How to customize sorting for pandas dataframe

customize sorting pandas dataframe


author |B. Chen compile |VK source |Towards Data Science

Pandas DataFrame There's a built-in method sort_values(), You can sort values according to a given variable . The method itself is quite simple to use , But it doesn't work with custom sort , for example ,

  • t T-shirt size :XS、S、M、L and XL

  • month : January 、 February 、 March 、 April, etc

  • What day : Monday 、 Tuesday 、 Wednesday 、 Thursday 、 Friday 、 Saturday and Sunday .

In this paper , We will learn how to deal with Pandas DataFrame Custom sort .

Please check my Github repo To get the source code :https://github.com/BindiChen/machine-learning/blob/master/data-analysis/017-pandas-custom-sort/pandas-custom-sort.ipynb

problem

Suppose we have a data set about clothing stores :

df = pd.DataFrame({
'cloth_id': [1001, 1002, 1003, 1004, 1005, 1006],
'size': ['S', 'XL', 'M', 'XS', 'L', 'S'],
})

We can see , Each piece of cloth has a size value , The data should be sorted in the following order :

  • XS For extra large

  • S For Trumpet

  • M For medium

  • L For big

  • XL For extra large

however , When calling sort_values('size') when , You will get the following output .

The output is not what we want , But it's technically correct . actually ,sort_values() It is to sort numerical data in numerical order , Sort the object data in alphabetical order .

Here are two common solutions :

  1. Create a new column for a custom sort

  2. Use CategoricalDtype Cast data to an ordered category type

Create a new column for a custom sort

In this solution , A mapping data frame is needed to represent a custom sort , Then create a new column from the map , Finally, we can sort the data by new columns . Let's take an example to see how this works .

First , Let's create a mapping data frame to represent a custom sort .

df_mapping = pd.DataFrame({
'size': ['XS', 'S', 'M', 'L', 'XL'],
})
sort_mapping = df_mapping.reset_index().set_index('size')

after , Use sort_mapping Create a new column with the mapping values in size_num.

df['size_num'] = df['size'].map(sort_mapping['index'])

Last , Sort values by new column size .

df.sort_values('size_num')

This, of course, is our job . But it creates an alternate column , Efficiency may be reduced when dealing with large data sets .

We can use CategoricalDtype To solve this problem more effectively .
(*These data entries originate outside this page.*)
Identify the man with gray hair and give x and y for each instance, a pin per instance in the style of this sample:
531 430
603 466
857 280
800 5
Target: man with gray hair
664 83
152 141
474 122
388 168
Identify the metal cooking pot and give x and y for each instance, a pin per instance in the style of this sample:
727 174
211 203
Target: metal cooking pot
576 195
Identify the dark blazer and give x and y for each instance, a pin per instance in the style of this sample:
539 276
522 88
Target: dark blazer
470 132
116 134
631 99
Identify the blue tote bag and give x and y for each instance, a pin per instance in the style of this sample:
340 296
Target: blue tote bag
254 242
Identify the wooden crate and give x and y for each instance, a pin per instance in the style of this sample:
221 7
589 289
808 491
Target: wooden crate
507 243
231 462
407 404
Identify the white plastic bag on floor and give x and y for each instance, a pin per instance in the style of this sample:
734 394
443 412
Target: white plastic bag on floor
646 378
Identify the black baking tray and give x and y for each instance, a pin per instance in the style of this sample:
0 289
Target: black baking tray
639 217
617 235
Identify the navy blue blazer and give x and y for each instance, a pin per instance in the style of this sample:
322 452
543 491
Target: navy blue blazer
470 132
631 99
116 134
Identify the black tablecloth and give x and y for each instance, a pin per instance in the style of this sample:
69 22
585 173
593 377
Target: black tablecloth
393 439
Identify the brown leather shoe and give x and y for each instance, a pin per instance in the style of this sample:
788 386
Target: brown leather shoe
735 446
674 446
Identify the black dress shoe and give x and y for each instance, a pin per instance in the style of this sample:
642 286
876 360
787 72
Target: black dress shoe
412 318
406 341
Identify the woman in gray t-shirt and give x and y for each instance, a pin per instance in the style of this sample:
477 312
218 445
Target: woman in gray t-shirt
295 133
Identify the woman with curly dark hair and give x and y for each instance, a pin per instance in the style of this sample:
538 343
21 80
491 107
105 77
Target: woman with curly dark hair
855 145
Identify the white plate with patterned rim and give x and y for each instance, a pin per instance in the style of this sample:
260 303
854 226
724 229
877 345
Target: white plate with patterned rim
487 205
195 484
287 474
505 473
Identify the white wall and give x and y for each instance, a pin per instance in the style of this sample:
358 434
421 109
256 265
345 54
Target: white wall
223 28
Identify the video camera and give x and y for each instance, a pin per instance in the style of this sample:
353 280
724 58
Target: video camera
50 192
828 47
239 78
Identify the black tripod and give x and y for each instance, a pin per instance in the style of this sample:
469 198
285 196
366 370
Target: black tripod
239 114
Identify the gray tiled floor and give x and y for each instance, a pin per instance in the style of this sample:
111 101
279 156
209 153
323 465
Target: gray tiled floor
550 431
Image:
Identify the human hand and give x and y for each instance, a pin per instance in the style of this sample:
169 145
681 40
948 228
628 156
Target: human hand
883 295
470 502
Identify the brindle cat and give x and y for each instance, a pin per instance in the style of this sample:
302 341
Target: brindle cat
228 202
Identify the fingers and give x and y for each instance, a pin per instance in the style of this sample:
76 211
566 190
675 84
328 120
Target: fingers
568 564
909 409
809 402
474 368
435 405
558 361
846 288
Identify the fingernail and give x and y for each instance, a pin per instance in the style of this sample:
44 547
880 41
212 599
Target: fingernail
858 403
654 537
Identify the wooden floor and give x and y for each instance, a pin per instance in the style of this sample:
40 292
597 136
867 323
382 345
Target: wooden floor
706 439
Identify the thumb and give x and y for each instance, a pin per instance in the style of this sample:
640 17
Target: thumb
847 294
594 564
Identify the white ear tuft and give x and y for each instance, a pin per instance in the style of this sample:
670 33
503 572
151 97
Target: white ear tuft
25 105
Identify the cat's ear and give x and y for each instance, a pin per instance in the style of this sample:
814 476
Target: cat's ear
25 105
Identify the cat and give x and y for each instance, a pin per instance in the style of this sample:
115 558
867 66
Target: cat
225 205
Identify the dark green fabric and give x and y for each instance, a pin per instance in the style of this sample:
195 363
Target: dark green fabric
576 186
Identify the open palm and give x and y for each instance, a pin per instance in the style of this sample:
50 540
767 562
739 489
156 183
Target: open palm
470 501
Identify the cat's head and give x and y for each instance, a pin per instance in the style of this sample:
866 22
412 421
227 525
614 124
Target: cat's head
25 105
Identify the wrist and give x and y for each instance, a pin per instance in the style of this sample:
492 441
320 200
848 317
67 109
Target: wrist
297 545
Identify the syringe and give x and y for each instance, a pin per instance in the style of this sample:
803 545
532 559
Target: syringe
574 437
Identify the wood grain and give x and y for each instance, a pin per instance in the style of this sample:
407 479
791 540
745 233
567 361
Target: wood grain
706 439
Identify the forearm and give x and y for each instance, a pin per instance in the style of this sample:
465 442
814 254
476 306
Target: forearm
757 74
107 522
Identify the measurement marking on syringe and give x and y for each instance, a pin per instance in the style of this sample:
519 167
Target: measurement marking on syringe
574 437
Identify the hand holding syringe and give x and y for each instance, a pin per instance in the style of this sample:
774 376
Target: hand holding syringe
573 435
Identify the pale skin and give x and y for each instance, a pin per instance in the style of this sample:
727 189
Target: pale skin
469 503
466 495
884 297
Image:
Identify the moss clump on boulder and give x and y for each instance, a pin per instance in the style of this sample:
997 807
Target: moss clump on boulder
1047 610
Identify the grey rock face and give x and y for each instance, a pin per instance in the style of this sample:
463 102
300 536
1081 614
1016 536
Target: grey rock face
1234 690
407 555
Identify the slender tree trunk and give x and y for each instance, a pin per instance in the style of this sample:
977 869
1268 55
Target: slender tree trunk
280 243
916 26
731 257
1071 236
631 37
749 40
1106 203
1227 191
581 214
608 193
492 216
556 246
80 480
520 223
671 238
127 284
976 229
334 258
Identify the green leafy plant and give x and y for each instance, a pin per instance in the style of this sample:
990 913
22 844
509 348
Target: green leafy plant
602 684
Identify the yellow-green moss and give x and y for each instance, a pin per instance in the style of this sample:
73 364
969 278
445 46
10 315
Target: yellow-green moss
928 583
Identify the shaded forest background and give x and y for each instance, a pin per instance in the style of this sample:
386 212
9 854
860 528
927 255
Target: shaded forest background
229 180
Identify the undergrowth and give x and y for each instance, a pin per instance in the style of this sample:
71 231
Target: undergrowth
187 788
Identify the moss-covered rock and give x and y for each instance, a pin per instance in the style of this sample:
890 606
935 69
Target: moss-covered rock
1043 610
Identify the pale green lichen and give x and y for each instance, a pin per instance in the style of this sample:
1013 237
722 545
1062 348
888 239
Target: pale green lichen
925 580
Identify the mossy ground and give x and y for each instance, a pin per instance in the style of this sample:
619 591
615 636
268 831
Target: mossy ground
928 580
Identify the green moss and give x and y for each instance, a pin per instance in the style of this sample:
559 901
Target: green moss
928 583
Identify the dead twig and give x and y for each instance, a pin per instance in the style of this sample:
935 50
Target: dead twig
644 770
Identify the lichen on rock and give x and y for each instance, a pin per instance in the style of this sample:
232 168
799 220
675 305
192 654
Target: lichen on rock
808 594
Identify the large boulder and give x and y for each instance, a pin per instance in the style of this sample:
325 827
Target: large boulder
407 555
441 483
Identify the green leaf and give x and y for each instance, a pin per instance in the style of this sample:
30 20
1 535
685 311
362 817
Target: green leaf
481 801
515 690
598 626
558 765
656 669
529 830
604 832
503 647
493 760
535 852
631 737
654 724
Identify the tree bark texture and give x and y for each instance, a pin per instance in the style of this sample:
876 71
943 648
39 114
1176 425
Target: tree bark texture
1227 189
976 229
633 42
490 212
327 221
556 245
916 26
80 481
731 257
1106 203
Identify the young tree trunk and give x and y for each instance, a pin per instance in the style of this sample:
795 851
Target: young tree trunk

Use CategoricalDtype Cast data to an ordered category type

CategoricalDtype Is a type of categorical data with a category and order [1]. It's very useful for creating custom sorts [2]. Let's take an example to see how this works .

First , Let's import CategoricalDtype.

from pandas.api.types import CategoricalDtype

then , Create a custom category type cat_size_order

  • The first parameter is set to ['XS'、'S'、'M'、'L'、'XL'] As a unique value of size .

  • The second parameter ordered=True, Think of this variable as ordered .

cat_size_order = CategoricalDtype(
['XS', 'S', 'M', 'L', 'XL'],
ordered=True
)

then , call astype(cat_size_order) Cast size data to a custom category type . By running df['size'], We can see size Column has been converted to a category type , The order is [XS<S<M<L<XL].

>>> df['size'] = df['size'].astype(cat_size_order)
>>> df['size']
0 S
1 XL
2 M
3 XS
4 L
5 S
Name: size, dtype: category
Categories (5, object): [XS < S < M < L < XL]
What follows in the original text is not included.